There were some total sci-fi bummers this year, too. Goddamn, I hated Passengers. It continues to make me angrier the more I think about it, which is actually impressive. The less said about movies like The 5th Wave and the franchise-killing TheDivergent Series: Allegiant, the better. And though I enjoyed the sheer lunacy, utter laziness, and total lack of interest in making a coherent movie, Independence Day: Resurgence is nonsensical shit garbage.
But still, 2016 had some sci-fi highlights.
5. Star Trek Beyond
Not the best big blockbuster of 2016, Star Trek Beyond, the third installment in the rebooted franchise, is a huge leap forward from the last chapter, Star Trek Into Darkness. With Fast & Furious’ Justin Lin at the helm, it synthesizes what makes The Original Series so wonderful with what makes the rejiggered universe fun. And most important, it’s set in deep fucking space instead of near Earth like the last two goddamn films.

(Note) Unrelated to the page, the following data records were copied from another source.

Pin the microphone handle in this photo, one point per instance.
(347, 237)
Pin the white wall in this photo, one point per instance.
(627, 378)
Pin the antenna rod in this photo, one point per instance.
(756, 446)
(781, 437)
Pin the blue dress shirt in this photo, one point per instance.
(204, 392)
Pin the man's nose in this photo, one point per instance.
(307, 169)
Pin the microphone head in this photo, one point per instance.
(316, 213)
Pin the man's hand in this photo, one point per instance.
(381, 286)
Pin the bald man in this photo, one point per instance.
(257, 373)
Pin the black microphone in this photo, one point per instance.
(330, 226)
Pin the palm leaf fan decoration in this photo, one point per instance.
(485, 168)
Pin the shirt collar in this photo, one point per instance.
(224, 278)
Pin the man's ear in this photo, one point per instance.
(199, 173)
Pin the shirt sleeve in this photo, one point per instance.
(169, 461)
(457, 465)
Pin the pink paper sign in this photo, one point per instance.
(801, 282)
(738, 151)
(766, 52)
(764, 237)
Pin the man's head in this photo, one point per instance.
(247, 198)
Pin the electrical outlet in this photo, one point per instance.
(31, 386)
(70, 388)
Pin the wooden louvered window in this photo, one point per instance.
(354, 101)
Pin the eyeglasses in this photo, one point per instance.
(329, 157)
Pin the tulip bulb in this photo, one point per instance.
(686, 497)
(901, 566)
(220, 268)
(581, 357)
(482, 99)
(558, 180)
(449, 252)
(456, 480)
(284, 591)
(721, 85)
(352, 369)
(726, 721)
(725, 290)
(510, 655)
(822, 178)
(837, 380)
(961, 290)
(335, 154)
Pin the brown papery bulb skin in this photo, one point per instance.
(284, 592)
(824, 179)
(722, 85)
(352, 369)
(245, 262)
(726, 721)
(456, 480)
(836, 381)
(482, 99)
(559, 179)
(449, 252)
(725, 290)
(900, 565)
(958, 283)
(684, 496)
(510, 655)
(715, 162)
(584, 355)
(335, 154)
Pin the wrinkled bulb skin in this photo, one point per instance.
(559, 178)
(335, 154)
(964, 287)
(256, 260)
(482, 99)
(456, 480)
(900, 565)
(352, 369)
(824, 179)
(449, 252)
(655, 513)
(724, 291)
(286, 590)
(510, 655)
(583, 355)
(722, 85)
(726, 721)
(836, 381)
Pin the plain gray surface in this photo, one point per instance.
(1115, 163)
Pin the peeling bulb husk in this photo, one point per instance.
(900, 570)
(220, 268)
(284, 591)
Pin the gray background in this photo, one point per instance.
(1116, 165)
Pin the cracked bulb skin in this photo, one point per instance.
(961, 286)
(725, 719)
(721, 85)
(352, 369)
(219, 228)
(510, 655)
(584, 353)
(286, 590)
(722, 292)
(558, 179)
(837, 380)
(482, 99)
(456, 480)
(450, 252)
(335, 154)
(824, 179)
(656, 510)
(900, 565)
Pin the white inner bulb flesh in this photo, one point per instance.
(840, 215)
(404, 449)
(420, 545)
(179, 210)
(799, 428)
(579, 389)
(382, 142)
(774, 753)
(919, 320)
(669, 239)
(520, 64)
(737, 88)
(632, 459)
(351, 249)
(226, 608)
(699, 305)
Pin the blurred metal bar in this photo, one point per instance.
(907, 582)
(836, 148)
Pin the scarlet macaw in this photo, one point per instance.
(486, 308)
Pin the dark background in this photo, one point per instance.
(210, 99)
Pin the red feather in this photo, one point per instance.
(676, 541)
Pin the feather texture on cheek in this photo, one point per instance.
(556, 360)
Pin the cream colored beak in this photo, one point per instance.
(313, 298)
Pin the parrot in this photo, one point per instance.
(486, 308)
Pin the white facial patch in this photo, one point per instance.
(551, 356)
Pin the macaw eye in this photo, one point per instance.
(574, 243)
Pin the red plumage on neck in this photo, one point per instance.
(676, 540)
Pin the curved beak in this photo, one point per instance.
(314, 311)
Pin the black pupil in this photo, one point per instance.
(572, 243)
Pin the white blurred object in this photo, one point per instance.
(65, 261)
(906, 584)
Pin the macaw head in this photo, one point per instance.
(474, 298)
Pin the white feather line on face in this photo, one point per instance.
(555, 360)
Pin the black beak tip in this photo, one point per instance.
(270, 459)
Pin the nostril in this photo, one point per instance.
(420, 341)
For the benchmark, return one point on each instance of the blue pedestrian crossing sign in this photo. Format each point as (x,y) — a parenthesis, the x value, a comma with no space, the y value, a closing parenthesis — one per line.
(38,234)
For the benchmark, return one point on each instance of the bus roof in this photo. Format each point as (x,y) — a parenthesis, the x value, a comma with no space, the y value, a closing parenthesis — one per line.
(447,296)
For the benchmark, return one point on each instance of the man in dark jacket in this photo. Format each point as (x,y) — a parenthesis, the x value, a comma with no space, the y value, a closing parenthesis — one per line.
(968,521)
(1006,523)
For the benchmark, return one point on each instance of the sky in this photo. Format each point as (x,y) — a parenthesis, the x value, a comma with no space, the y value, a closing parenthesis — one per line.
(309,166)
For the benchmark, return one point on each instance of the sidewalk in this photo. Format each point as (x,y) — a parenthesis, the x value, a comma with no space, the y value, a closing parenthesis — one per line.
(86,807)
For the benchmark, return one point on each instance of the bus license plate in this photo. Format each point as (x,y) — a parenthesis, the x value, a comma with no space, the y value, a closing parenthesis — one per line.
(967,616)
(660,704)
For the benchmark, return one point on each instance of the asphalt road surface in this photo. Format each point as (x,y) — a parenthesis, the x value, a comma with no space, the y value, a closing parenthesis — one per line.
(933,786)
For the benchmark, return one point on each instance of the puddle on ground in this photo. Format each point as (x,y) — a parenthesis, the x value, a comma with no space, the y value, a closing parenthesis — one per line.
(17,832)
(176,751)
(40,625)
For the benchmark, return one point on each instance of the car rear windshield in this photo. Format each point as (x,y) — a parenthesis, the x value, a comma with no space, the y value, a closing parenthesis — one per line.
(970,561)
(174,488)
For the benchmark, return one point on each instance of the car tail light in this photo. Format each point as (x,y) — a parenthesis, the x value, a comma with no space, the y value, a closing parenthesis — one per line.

Full of heady genre themes, it doubles down on the hard sci-fi edge in a way its predecessors did not.
4. Midnight Special
The story of a desperate father, uniquely gifted son, and random tough weirdo friend on the run, forms the core of Jeff Nichols’ Midnight Special. With top-tier performances by the always great Michael Shannon (dude had a hell of a year), Joel Edgerton, and young Jaeden Liebeher, this Amblin-influenced genre gem plays like a grown-up E.T.. Full of existential themes and ideas, a deliberately paced mystery, a doomsday cult, and dogged government agents, Nichols uses sci-fi trappings to tell a moving human story about the mournful power of fatherhood.
Less overtly bent than her provocateur husband, Gaspar Noe, Lucile Hadzihalilovic has her own twisted aesthetic, and Evolution delivers a unique, surreal, unsettling cinematic nightmare. Set in a picturesque seaside village populated exclusively by young boys and their mothers, the children endure bizarre medical procedures while the women participate in erotic beachfront rituals. Methodical, gorgeous, and sinister, Evolution unfolds like an alternate reality, body horror fever dream.
I adore J.G. Ballard’s 1975 novel High-Rise and I adore the films of Ben Wheatley. Thematically and subject matter wise, it’s a match made in heaven, and the finished product doesn’t disappoint. Sharp, vicious, and dystopian, with a wicked satiric edge, this look at daily life in a modern luxury complex that attends to every need of its residents as it goes off the rails, luxuriates in the normalcy of the bizarre and makes the everyday and mundane unhinged and maniacal. Like the titular building, the film has an initial gloss that’s exciting and sexy, only for it to wear away over time and reveal the darkness and depravity below.
Denis Villeneuve’s Arrival isn’t a typical alien invasion yarn. Esoteric, dreamy, and more concerned with emotional depth and thematic resonance than action or destruction, like the best of the genre, it uses the speculative framework of science fiction to examine our world and delve into the human condition. Gorgeously constructed, Arrival is a timely, vital examination of communication, cooperation, love, loss, and time.